I  have integrated undergraduate students into my research endeavors at Bridgewater State College (BSC) over the past seven years (tenured 2005):

I enjoy integrating new technology into meteorological studies, particularly microclimate computer modeling and monitoring systems in complex landscapes: regions with alpine terrain, forest cover and suburban sprawl.

My continuing service as member of the Executive Committee for the Eastern Snow Conference (ESC) is as co-editor for the annual Proceedings publication. My duties include advertising for paper submission, paper formatting, and managing the peer-review and co-managing the editing and publication of the Proceedings, ranging from 20 to 40 papers per issue.
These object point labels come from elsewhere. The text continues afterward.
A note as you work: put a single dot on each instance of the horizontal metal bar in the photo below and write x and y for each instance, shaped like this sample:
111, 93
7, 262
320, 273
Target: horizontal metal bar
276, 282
I am starting my fourth year as co-editor and will have more challenging responsibilities. Participation in the ESC facilitates and promotes collaboration with other principal investigators in the highly specialized field of snow-related research.
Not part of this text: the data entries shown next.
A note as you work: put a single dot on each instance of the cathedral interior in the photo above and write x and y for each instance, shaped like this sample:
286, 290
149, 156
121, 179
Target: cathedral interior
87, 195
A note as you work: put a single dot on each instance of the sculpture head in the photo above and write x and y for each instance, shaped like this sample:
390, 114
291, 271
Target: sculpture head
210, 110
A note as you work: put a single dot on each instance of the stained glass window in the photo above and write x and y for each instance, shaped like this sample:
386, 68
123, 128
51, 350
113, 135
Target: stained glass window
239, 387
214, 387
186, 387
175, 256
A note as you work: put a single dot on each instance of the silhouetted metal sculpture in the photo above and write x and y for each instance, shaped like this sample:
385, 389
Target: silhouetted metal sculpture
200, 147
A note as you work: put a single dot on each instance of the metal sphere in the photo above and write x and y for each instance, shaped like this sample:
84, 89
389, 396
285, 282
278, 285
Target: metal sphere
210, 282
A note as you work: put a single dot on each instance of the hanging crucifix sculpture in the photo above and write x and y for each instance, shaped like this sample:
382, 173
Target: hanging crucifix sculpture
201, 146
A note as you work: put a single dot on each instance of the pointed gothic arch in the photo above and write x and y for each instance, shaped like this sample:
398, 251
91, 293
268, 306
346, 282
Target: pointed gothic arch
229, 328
I continue to encourage student participation in active inquiry through supervising Student Laboratory Technicians. Student Laboratory Technicians learn to set up labs, record weather observations, organizing maps and rock collections, and design experiments for the BSC Wind Tunnel.

Major initiatives include the BSC automatic weather station, wind tunnel and the southeastern Massachusetts Evapotranspiration Network (ETnet):

During the spring and summer of 2001 I coordinated the acquisition and construction of a state-of-the-art automatic weather station for the college. Graphical and tabulated raw data from the weather tower, available from www.bridgew.edu/weather/ or the temperature link on the BSC front page, are available to the public and updated hourly.  I regularly use these data to support activities in my meteorology and climatology courses.

During the 2002-2003 year I initiated a multi-disciplinary wind tunnel project that is currently supplementing coursework and research in the Physics, Aviation and Earth Sciences and Geography departments at BSC. The Professional Development Fund #2 of myself and Dr. Jeff Williams, Physics, provided the materials necessary to build the wind tunnel.  Dr. Martina Arndt, who teachers Phyisics for Aviation students, has incorporated the wind tunnel lab into her class. Dr. Williams and myself have co-taught a summer content institute focusing on renewable energy over the past two years, and I guided participants to design and test wind turbine using the wind tunnel. During the Fall of 2004, I will interfaced LabView control and real-time data analysis software/hardware with the wind tunnel.  I included students in the fabrication and testing of the wind tunnel. I am currently employing a student to assist in data collection and instrumentation development for my Faculty Research Grant work Fall 2004 and Spring 2005.

During the 2006-2007 year I directed a group of four undergraduate students in the ETnet project under support by the Presidential Fellowship award at BSC. ETnet currently consists of seven automatic weather stations at severn natural and urban/suburban locations in SE Mass. The primary goal is to assess the impacts of anthropogenic landscape change on local climate and evaporation and transpiration in SE Mass. More information and new results of the project are available at http://bscetnet.googlepages.com  .

My latest initiative: My primary goal is to develop a wireless micrometeorological network for measuring redistribution of snow by drifting processes.  The network will utilize the HOBO portable automatic weather station, currently located behind the Conant Science Building (BSC campus), to measure standard variables, such as wind speed, wind direction, solar radiation, air temperature, humidity and snow temperature. The novel portion of this project is the development of a network of five snow surface height and drifting probes that incorporates state-of-the-art micro-loggers, various micro-sensors, and wireless radio transmitters for spatial measurements of snow distribution under different meteorological conditions.  The five network “nodes” will potentially cover an area as large as 1 km in diameter.  Justification for this type of measurement system is the critical need for verification of existing numerical models that measure snow drifting and mass balance. Some applications of such a network include basic research of snow mass balance of glaciers, seasonal snow cover on agricultural fields, and snow management on roadways and at airports.  The BSC Wind Tunnel Lab and BSC Weather Station will provide valuable test beds and data sources for the instruments designed under this project.  I intend to use the understanding and results from this project to strengthen proposals to external grant sources.  

All my research endeavors above include support for undergraduate students as assistants or through directed studies.  With a four-course load every semester, I have found, given the time constraints, that it helps to include undergraduate students in my research.  In addition, several students have used the experience to help prepare them for graduate school or jobs.